Publié le mercredi 25 août 2010 à 11H00 - Vu 313 fois
REIMS (Marne). C'est la peine - partiellement assortie d'un sursis - dont ont écopé, hier, deux hommes qui, en juillet 2009, avaient séquestré, ligoté, violenté et menacé d'un couteau leur victime afin de lui extorquer plusieurs milliers d'euros.
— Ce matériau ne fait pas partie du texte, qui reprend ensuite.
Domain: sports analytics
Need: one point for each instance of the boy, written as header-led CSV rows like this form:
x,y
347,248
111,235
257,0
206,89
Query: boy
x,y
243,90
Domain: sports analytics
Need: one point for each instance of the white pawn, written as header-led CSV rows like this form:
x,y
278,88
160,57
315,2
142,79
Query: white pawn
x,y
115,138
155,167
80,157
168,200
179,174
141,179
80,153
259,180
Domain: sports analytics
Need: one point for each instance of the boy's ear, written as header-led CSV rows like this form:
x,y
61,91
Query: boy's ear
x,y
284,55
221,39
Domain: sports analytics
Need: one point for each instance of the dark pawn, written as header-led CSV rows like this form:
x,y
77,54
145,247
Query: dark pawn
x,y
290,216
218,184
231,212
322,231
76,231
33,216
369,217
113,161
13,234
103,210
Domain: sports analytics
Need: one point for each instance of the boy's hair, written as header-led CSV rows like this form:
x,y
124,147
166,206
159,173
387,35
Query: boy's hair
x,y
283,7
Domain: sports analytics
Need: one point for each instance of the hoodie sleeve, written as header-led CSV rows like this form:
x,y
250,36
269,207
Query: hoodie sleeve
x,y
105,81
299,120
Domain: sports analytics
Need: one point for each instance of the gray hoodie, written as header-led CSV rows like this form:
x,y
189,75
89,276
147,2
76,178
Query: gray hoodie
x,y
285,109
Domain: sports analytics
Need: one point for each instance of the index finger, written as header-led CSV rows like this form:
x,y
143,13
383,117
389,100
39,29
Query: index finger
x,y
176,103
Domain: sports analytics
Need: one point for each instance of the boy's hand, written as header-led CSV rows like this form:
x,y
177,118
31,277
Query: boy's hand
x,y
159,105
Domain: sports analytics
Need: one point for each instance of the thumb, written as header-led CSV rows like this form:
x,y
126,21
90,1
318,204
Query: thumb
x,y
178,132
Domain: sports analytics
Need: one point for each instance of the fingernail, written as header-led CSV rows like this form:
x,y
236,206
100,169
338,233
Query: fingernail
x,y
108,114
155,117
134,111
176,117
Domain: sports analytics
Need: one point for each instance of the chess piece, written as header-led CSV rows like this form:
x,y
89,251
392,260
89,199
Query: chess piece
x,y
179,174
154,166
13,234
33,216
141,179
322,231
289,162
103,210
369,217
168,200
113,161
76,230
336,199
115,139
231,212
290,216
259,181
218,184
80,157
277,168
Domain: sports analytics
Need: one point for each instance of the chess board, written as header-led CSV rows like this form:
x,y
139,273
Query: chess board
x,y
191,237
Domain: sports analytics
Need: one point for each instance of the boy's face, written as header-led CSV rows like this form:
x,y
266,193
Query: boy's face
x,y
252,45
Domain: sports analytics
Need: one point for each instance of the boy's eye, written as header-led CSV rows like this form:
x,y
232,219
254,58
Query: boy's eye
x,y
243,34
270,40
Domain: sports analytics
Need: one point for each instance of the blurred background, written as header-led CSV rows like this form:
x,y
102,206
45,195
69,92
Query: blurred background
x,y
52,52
LES deux larrons voulaient se faire de l'argent. Et pour parvenir à leurs fins, Cédric Belbecir, 29 ans, et Christopher Wazin, 20 ans, n'ont pas hésité à envisager un scénario des plus violents : extorquer, sous la menace d'un couteau pressé sous la gorge, le pécule d'une de leurs connaissances, provenant selon eux d'un trafic de stupéfiants. Les comparses n'en étaient d'ailleurs pas à leur coup d'essai. Forts d'un casier judiciaire déjà bien fourni, ils avaient déjà commis ensemble un cambriolage en décembre 2008, pour lequel ils seront condamnés, le 15 mars dernier, à six mois d'emprisonnement.
Mais le 10 juillet 2009, ils décident de monter d'un cran dans leur logique délinquante. Après avoir préparé leur coup, acheté corde, cagoules et autres ustensiles, ils se rendent ce matin-là au domicile de leur victime, qu'ils connaissent bien pour avoir effectué en sa compagnie quelques voyages aux Pays-Bas et avoir passé chez lui quelques soirées.
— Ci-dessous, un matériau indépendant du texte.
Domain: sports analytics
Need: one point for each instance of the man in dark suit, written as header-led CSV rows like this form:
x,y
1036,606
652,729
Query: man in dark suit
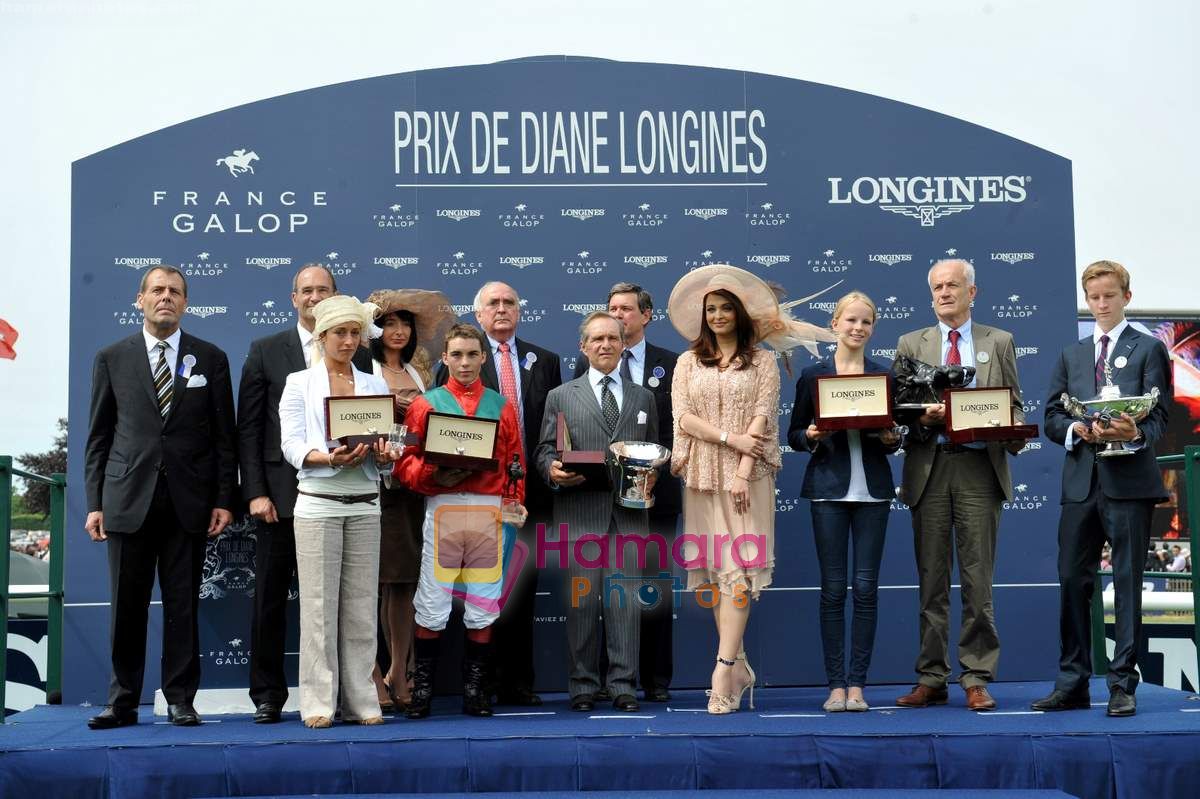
x,y
523,374
1105,498
955,492
599,408
269,482
161,470
651,367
Compte courant et Livret A
Il est 7 h 15. À peine réveillé, le locataire des lieux situés au 8e étage ouvre la porte. C'est alors que deux hommes tout vêtus de noir, gantés et encagoulés, le poussent à l'intérieur de son studio. Cédric Belbecir le frappe violemment au visage (7 jours d'ITT) avant que les deux hommes ne lui ligotent pieds et mains et ne tentent, en vain, de le bâillonner.
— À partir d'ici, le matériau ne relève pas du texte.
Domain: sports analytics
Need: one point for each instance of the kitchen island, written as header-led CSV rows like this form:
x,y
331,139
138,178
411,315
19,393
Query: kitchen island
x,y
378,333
Pendant deux heures, ils s'acharneront à lui extorquer ses économies, en le menaçant d'un couteau pressé sous la gorge, selon la victime. Cette dernière n'a pas mis longtemps à les identifier, malgré leur visage camouflé, mais ses agresseurs ne renoncent pas pour autant. Ils en sont persuadés : il y a de l'argent dans l'appartement. Et ils trouveront en effet, à force de fouiller les lieux, quelque 1 800 euros en espèces, ainsi que la carte bancaire de leur victime et son Livret A sur lequel sont épargnés pas moins de 6 200 euros.
Au cours de ses deux heures de calvaire, la victime finit par leur céder le numéro de code de sa carte bancaire. Mais les deux comparses n'ont pas l'intention de passer à côté de la petite fortune reposant sur son compte d'épargne et décident de mettre au point un stratagème : appeler la banque pour donner un ordre de virement. Aussi la victime est-elle contrainte de passer le coup de fil, mais l'établissement refuse de procéder à la transaction, demandant à son client de se déplacer.
Ils laissent l'otage seul !
Survient alors une chose surprenante : Christopher Wazin décide d'aller retirer de l'argent au distributeur automatique à l'aide de la carte bleue, tandis que Cédric Belbecir part acheter une recharge de téléphone, laissant ainsi l'otage seul dans son studio. Ils emportent avec eux son téléphone portable et ses clés, mais à leur retour trouvent la porte fermée par le verrou intérieur. Entre-temps, le locataire n'a pas manqué de donner l'alerte auprès de ses voisins.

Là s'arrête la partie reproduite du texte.